Une semaine passe. Le public s'installe. On passe les actualités, puis c'est le silence. Ça toussote un peu dans la salle. Musique intrigante. À l'écran, notre volatile fait face à nous. Son nom s'affiche, tremblotant, puis c'est au tour des autres acteurs et du mystérieux Kakapo, le chef de la pègre, dont le visage est caché sous un capuchon du plus bel effet. L'épisode démarre immédiatement à la fin de la scène de l'épisode précédent. L'aptéryx, plutôt que de tomber dans le vide, se jette sur son assaillant. Il tente de lui prendre son arme. Une lutte commence. Les voilà à rouler par terre et à salir leur complet veston. Le kiwi a finalement la main — façon de parler, bien entendu — et, de son bec, pousse l'arme qui tombe en contrebas. Elle explose en atteignant les rochers léchés par les vagues de la mer déchaînée. Un coup de poing de l'ennemi fait reculer notre héros, groggy. Va-t-il tomber ? Non ! Le malfaiteur glisse dans la boue, tombe, et chute. En arrivant en bas, il explose, lui aussi.
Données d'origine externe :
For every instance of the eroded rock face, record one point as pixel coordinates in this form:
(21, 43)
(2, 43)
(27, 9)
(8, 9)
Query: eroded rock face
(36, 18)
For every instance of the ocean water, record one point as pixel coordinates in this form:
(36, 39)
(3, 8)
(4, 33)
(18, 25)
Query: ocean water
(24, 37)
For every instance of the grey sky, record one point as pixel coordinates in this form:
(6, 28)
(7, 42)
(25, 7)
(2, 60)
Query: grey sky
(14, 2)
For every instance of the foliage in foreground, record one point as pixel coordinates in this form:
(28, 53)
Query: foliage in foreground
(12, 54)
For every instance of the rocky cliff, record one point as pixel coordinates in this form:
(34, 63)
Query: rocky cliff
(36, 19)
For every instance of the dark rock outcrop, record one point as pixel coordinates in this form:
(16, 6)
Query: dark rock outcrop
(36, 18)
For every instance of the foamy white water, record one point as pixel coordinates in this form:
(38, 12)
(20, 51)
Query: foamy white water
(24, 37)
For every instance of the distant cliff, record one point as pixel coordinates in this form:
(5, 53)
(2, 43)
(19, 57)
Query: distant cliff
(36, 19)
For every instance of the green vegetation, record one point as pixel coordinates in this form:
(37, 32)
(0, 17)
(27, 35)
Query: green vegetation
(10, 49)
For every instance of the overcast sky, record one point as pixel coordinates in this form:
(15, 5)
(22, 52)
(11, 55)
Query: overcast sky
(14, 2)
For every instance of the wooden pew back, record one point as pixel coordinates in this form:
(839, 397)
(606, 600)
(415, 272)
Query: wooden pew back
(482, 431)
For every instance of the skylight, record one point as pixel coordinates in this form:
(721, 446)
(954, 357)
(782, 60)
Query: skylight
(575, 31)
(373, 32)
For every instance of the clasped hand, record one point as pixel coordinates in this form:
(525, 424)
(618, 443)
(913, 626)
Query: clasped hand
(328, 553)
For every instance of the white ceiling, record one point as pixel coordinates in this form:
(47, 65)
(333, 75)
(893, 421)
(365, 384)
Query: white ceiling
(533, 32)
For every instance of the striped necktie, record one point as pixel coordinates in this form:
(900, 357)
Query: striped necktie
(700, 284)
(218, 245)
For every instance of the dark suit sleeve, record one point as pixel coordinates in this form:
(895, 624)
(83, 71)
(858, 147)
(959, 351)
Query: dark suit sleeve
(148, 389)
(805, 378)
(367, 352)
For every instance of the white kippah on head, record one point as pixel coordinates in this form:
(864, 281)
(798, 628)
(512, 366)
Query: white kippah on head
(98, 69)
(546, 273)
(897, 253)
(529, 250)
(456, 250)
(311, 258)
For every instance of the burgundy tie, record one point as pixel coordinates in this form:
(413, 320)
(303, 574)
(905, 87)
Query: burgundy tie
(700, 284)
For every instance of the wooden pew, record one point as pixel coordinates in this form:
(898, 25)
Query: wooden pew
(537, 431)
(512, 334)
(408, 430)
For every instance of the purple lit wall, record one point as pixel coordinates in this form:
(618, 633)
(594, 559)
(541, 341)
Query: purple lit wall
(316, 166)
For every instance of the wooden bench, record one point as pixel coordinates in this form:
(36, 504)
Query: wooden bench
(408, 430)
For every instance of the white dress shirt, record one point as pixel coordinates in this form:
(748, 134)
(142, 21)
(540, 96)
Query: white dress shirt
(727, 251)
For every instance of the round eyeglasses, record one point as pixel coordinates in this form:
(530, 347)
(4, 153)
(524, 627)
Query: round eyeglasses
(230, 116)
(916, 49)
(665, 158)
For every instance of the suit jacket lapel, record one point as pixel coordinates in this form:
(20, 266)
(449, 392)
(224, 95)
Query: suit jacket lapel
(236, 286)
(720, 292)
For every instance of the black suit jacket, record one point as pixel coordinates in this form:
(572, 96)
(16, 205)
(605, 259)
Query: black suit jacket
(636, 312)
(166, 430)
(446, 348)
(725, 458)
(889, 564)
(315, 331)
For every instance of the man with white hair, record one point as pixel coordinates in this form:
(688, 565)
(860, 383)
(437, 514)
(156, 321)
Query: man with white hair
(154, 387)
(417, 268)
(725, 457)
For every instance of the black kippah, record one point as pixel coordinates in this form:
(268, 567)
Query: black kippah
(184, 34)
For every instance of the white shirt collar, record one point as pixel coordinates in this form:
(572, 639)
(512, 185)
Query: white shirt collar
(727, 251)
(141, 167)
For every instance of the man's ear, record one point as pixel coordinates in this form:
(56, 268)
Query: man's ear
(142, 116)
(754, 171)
Avant de prévenir la police de l'île, le kiwi doit vérifier une dernière chose. Il se dirige vers la voiture du bandit, ouvre avec son bec la boîte à gants et y trouve l'œuf : c'est un faux. Il sourit. La caméra fait un gros plan sur lui, l'occasion d'une dernière réplique : « Ki-wi, ki-wi, ki-wi ! ».